Radically Transformed

I love a brand-new year.

I love clean slates, fresh starts, new calendars, new journals, and starting over. I love the process of making resolutions and setting goals and reflecting back over the previous year.

One of the best gifts I ever got for Christmas was something called the Mastermind Journal. A good friend gave me one two years ago, and I was hooked before mid-January. It begins with an interior inventory, where you chronicle the successes from the prior year. I like to include the setbacks and detours too; it keeps it real. Then you create a list of goals for the new year, with steps and plans for each one. Then you get a chance to get crafty, which usually makes me roll my eyes, but I sucked it up and followed instructions. I spend a cold early January afternoon at the coffee table by the fireplace, cutting up magazines and gluing them onto a dream collage. A dream collage is time-consuming but so worth it. It feels different from a list of resolutions or goals because it’s visual and emotional, so your right brain gets invited into the planning process, not simply the boring, bossy left. My images aren’t just about things I want per se, but more the way I hope to feel as I cultivate my dreams.

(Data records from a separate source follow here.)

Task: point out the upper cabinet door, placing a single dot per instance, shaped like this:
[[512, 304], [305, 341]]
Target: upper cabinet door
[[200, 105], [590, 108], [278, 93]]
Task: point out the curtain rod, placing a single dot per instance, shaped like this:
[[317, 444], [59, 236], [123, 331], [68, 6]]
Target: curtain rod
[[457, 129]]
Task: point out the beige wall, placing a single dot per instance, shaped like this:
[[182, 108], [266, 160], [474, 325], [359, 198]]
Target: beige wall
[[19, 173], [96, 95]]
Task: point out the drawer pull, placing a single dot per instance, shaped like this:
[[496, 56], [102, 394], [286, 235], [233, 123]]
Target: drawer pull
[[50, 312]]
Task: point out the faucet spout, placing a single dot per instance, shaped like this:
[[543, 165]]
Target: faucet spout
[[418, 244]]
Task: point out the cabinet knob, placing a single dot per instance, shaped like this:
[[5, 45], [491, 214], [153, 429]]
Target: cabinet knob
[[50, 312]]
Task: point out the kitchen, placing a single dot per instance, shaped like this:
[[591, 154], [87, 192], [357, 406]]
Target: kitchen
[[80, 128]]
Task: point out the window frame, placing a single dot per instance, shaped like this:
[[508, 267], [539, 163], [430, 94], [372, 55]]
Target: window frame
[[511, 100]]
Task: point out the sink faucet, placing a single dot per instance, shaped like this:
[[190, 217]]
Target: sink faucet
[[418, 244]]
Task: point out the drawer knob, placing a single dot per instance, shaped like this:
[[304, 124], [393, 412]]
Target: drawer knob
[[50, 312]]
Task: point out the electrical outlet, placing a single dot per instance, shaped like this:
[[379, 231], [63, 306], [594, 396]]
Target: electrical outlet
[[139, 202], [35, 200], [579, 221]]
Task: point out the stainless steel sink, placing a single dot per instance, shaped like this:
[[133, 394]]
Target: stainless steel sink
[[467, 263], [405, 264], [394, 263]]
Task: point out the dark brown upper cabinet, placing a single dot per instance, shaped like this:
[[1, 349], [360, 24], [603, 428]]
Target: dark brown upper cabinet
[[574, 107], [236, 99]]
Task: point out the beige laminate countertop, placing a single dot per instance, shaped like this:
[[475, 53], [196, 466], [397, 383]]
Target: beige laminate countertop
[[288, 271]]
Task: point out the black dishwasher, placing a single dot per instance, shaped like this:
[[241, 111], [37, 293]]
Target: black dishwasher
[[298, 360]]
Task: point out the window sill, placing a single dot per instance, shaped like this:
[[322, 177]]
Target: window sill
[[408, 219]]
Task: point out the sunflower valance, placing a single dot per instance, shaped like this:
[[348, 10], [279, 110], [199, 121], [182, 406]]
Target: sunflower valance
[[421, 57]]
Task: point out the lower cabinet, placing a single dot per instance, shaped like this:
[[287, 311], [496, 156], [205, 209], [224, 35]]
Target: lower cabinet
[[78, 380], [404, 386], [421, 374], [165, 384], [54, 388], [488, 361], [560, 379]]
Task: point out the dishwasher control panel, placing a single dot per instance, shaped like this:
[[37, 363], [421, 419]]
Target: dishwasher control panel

They say that if you write a dream or goal down, the odds of it coming true increase. If you combine the words with pictures, merging intention with desire, I believe the likelihood of manifestation must be even higher.

Just last January I cut out several images of mountain trails and vistas, tapping into my longing for more adventure. Six months later, I ran 107 miles around the Alps in France, Italy, and Switzerland. I cut out an image of a fire in the fireplace and waves hitting the sand. All year long I made time to rest and look at things that made me feel content and peaceful. I also took my kids on a trip to the beach. I cut out an image of a couple’s hands entwined, and I became more grateful for the kind and beautiful man in my life. I cut out a silhouetted image of a woman doing yoga in Warrior Two pose, and I practiced so much yoga that I found the warrior place in me where peace and ferocity meet and stand strong. I cut out an image of a stack of books, and between grad school texts and the reading pile next to my bed, I fed my brain with mind-opening food. I cut out a photo of a woman laughing with her children, and over time I aligned my parenting to reflect my value of connection and communication rather than my fear-based, cop-out desire to control. The relationships I have with my kids and the atmosphere in my home have radically transformed.

None of these things happened immediately, and there were plenty of face-plants and eff-ups along the way, but these things evolved. My year was dramatically different because I clarified what I wanted in my life (and what I didn’t) and committed to moving in that direction. The visual, visceral reminder of how I wanted to feel served as an ongoing reminder of why this mattered to me in the first place, and it helped me stay on track. More than a list of tasks, it resembled a manifesto. More than to-dos, it ventured deeper, into to-bes.

After the dream collage, the year breaks down into monthly goals, weekly goals, and daily intentions. I write down eight intentions every single morning. And maybe best of all — each month has a full-page gratitude list — I love looking back over the year and seeing the accumulated awareness of blessings. There may be no greater progress than the ability to see and be thankful for what you already have, who you already are. Gratitude is more than a baseline; it’s a springboard.

2018 is here, opening and unfolding right now. We can choose how we want to meet it. What we do in the interior workshop becomes who and what is expressed on the outside.